Now, the CDC, KCHD, and MDHHS are recommending a 10-day quarantine for people meeting two conditions: the person doesn’t develop any COVID-19 symptoms for the 10 days after last exposure, and daily symptom monitoring continues through day 14.

According to the KCHD’s guidelines, a 14-day quarantine period is still recommended for those residing in congregate living setting or who work with people in high-risk groups. Isolation guidelines for all who’ve tested positive for the virus has not changed.

A list of frequently asked questions about the virus is available on the KCHD’s website, with answers provided by the department.
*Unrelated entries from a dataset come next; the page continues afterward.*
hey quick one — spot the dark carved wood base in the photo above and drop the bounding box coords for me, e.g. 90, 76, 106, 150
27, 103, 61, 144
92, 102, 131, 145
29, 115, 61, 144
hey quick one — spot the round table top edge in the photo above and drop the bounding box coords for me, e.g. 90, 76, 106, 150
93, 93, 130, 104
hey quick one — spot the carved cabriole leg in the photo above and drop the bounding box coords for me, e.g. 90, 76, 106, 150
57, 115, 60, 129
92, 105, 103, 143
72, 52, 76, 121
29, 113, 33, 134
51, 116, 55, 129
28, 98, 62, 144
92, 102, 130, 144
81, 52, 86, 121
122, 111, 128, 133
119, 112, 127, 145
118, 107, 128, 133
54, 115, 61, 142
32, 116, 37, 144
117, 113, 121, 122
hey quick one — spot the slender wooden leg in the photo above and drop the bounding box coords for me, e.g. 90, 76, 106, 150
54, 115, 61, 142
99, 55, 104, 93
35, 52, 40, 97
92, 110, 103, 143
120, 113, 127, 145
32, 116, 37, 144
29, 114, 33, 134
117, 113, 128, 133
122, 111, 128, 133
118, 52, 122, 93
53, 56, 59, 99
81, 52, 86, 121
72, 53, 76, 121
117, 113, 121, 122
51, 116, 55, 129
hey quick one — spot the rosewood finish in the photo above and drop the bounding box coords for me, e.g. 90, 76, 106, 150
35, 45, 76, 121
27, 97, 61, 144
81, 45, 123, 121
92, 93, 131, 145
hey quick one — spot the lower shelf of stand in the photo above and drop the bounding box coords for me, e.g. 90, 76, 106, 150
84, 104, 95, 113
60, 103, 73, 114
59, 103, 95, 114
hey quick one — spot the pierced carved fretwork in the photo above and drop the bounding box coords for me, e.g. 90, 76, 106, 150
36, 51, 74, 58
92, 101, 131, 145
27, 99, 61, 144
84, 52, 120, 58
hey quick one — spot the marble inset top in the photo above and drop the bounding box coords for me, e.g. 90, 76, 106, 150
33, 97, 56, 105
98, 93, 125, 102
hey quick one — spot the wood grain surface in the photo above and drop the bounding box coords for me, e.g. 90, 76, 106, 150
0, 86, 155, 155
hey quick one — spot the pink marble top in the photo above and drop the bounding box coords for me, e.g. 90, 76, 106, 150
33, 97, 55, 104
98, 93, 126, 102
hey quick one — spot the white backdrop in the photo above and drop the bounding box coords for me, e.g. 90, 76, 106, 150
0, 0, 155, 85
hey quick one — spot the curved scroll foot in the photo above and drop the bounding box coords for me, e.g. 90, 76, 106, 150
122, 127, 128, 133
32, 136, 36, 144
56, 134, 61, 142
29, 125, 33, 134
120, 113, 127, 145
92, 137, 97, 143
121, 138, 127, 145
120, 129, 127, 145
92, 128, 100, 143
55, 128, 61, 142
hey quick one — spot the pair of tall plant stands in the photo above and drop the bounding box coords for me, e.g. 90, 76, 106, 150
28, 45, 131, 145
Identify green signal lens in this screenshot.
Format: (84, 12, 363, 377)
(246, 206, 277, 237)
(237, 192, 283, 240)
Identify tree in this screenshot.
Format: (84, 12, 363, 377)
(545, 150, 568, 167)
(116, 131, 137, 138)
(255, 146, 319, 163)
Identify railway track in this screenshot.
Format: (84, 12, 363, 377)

City of Grand Rapids making city parks, playgrounds smoke-free zones on Jan. 1

Grand Rapids’ new Clean Air and Public Spaces Ordinance goes into effect on Jan. 1, making all city parks and playgrounds smoke- and vape-free zones.

The ordinance is an amendment to the city’s “Clean Indoor Air Ordinance,” and was approved by the City Commission in late Oct.

Aiming to improve the health of all park and playground visitors, the ordinance prohibits tobacco and electronic smoking devices in these spaces, as well as tobacco-related waste, such as cigarette butts.

Use of cannabis products in these spaces also remains prohibited, in alignment with state law.

The City of Grand Rapids cites several studies on its website, regarding why the city needs the ordinance. Among them are findings by the U.S. Surgeon General in 2011, concluding “there is no risk-free level of exposure to secondhand smoke.” Another is a report by the U.S. Surgeon General in 2010, that “tobacco smoke contains more than 7,000 chemicals and compounds, including hundreds that are toxic and at least 69 that cause cancer.”

Also cited by the city is a 2017 VoiceKent survey, which reported that 85% of Grand Rapids residents approve or have no opinion of tobacco-free parks.

While violators may be liable for up to a $25 fine, the ordinance is not intended to punish anyone, the city also states on its website. Rather, it’s intended to “to create healthy and accessible public spaces.”

Full details about the updated ordinance are available on the Clean Air and Public Spaces Ordinance page on the city’s website.


Grand Rapids Area Black Businesses launches revamped website with directory of local Black-owned businesses

Aiming to promote greater awareness of Black-owned businesses in greater Grand Rapids, Grand Rapids Area Black Businesses (GRABB) launched a revamped website to do just that.

Unveiled on Nov. 28, the website includes a directory of Black-owned businesses in the area. Any businesses owned by Black residents are able to add their listings to the website for free.

"We are excited for the community to not only check out our revamped website, but to find our Black business directory useful in promoting economic equity through patronage of Black businesses,” said Jamiel Robinson, Founder of GRABB.

There are currently over 100 businesses listed in GRABB’s directory, with a downloadable version available to distribute print-friendly copies.